Wash the strawberries and chop them into small pieces. Add the strawberries to a small saucepan along with the lemon juice and maple syrup. Let it come to a boil, then reduce the heat to medium-low and allow the strawberries to cook down.
After about 5 minutes, once the strawberries soften, use a fork or masher to mash them down. I like to leave a few large chunks in but feel free to mash it as much as you'd like. Add in the chia seeds and stir them in well. Remove the pan from the heat and allow the jam to sit for 10-15 minutes as the chia seeds work to thicken the sauce.
In a separate bowl, whisk together the melted butter, maple syrup, and Greek yogurt until smooth.

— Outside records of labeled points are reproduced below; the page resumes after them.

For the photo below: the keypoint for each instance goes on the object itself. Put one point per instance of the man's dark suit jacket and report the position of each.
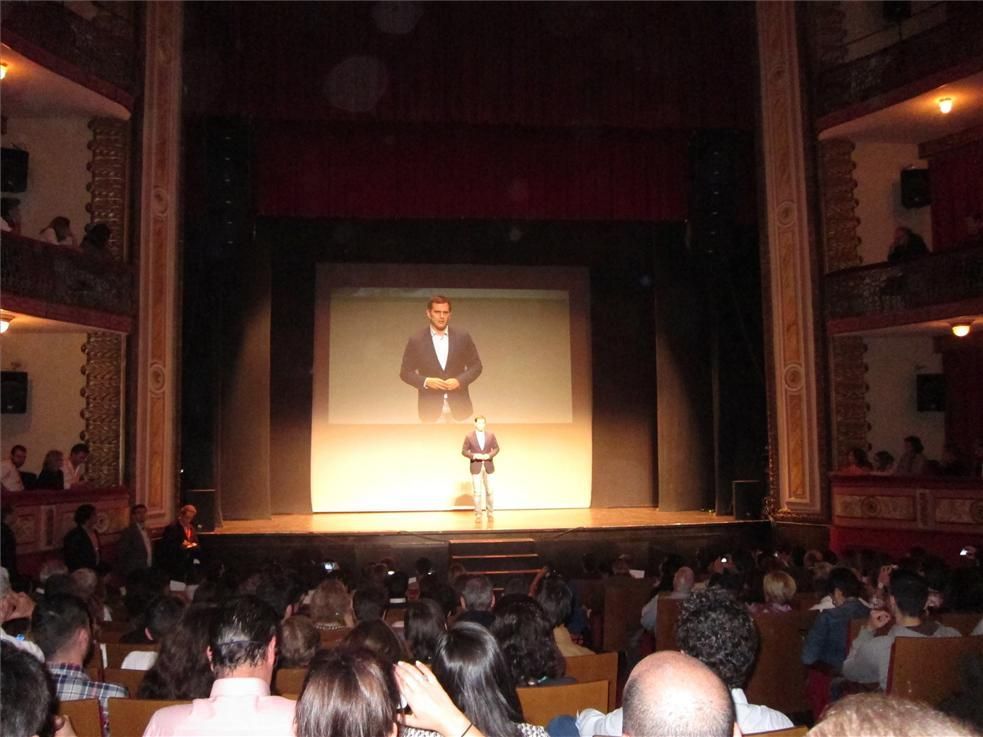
(420, 361)
(78, 550)
(471, 447)
(131, 553)
(171, 556)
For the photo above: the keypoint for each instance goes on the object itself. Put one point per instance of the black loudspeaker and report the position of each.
(931, 392)
(748, 496)
(13, 392)
(13, 170)
(713, 190)
(204, 501)
(915, 190)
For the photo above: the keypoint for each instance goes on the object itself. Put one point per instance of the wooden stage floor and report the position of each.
(512, 521)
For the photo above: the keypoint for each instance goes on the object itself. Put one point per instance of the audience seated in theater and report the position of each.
(10, 478)
(671, 693)
(477, 600)
(61, 627)
(779, 591)
(59, 232)
(423, 625)
(877, 715)
(182, 669)
(242, 649)
(858, 464)
(912, 461)
(378, 637)
(73, 468)
(526, 638)
(51, 476)
(682, 586)
(870, 656)
(27, 697)
(826, 642)
(331, 606)
(556, 598)
(134, 549)
(369, 603)
(353, 693)
(906, 246)
(81, 547)
(718, 631)
(162, 617)
(299, 640)
(470, 666)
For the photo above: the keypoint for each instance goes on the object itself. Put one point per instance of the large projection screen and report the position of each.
(370, 449)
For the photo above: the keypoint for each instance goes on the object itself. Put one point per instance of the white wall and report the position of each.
(878, 194)
(53, 362)
(893, 363)
(57, 173)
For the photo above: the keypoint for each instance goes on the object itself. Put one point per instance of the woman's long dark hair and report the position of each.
(471, 668)
(526, 638)
(423, 625)
(182, 670)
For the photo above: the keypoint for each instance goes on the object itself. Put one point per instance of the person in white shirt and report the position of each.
(73, 467)
(10, 478)
(718, 631)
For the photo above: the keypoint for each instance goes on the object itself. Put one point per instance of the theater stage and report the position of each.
(561, 536)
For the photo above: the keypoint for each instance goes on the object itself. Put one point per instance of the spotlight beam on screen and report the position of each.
(370, 451)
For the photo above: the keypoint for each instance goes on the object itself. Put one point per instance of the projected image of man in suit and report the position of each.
(441, 363)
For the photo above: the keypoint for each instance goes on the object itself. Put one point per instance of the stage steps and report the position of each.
(498, 558)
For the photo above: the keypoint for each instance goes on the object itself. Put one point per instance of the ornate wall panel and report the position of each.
(796, 483)
(156, 452)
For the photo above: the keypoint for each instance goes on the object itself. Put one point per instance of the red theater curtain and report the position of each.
(375, 171)
(956, 178)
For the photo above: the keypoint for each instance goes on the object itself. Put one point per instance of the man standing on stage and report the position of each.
(441, 364)
(481, 447)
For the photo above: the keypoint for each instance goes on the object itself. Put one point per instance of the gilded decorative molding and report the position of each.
(110, 148)
(104, 380)
(794, 373)
(157, 369)
(840, 221)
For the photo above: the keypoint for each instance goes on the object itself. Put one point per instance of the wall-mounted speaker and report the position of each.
(915, 190)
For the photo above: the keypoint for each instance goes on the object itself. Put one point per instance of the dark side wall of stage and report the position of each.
(263, 406)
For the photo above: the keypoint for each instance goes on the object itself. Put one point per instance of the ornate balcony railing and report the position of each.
(885, 294)
(919, 57)
(63, 284)
(102, 47)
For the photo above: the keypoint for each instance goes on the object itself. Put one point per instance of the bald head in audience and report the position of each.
(670, 694)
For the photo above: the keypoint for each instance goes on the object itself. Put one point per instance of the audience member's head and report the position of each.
(909, 592)
(423, 624)
(378, 637)
(370, 603)
(673, 694)
(477, 593)
(348, 692)
(62, 627)
(779, 587)
(877, 715)
(26, 694)
(526, 638)
(556, 598)
(470, 666)
(182, 669)
(717, 630)
(299, 641)
(243, 637)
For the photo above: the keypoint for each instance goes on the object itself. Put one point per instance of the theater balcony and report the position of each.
(865, 56)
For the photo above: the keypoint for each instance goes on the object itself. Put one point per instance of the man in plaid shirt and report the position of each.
(61, 626)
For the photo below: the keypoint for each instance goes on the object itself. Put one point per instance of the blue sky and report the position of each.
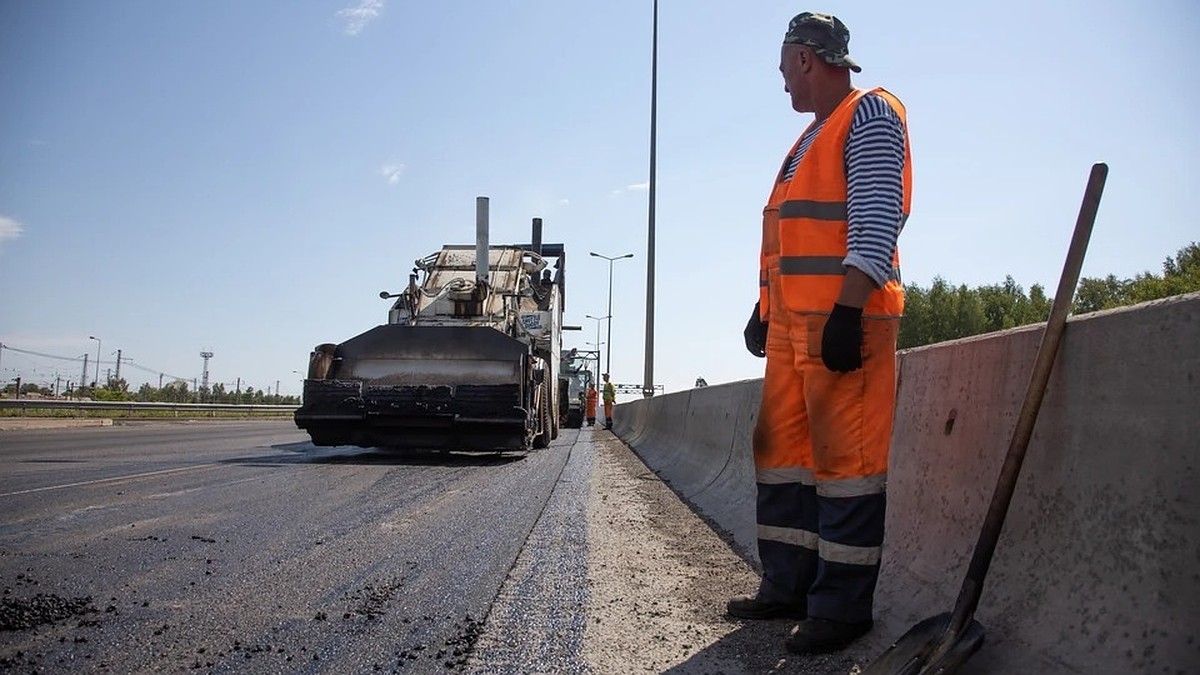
(244, 178)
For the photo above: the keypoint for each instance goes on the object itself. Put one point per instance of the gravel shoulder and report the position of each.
(659, 578)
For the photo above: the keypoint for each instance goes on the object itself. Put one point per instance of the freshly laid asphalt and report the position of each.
(238, 547)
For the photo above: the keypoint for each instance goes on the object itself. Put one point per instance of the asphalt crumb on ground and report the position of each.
(659, 578)
(21, 614)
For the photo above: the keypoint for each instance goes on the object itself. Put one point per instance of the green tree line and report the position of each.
(945, 311)
(118, 389)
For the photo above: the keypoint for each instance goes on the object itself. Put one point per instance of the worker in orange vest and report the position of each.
(593, 399)
(827, 318)
(610, 399)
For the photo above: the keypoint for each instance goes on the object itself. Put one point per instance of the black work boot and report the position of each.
(751, 607)
(821, 635)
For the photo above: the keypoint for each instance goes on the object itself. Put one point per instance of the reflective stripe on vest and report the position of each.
(831, 551)
(857, 487)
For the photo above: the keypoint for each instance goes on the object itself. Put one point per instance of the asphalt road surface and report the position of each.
(241, 548)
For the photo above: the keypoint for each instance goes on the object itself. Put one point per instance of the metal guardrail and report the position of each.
(138, 406)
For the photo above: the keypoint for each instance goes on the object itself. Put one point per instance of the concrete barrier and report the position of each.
(1098, 568)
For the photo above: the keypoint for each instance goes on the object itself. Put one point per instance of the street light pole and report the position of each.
(96, 380)
(607, 358)
(648, 377)
(598, 320)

Add the oats, oat flour, and baking powder into the bowl with the wet ingredients and mix until well combined into a thick mixture.
Line a loaf pan with parchment paper and add about 3/4 of the oat mixture to the pan. Press this mixture into the bottom of a loaf pan in an even layer.
Pour the strawberry jam mixture on top of the base and smooth it out in an even layer.
Pinch off small pieces of the remaining oat mixture and crumble it on top of the jam. If you would like, sprinkle some extra pieces of granola on top for added flavor and crunch. Use a spatula to lightly press the oat mixture into the jam.
Bake at 350 degrees F for 20 minutes. Allow it to cool completely before slicing it into bars.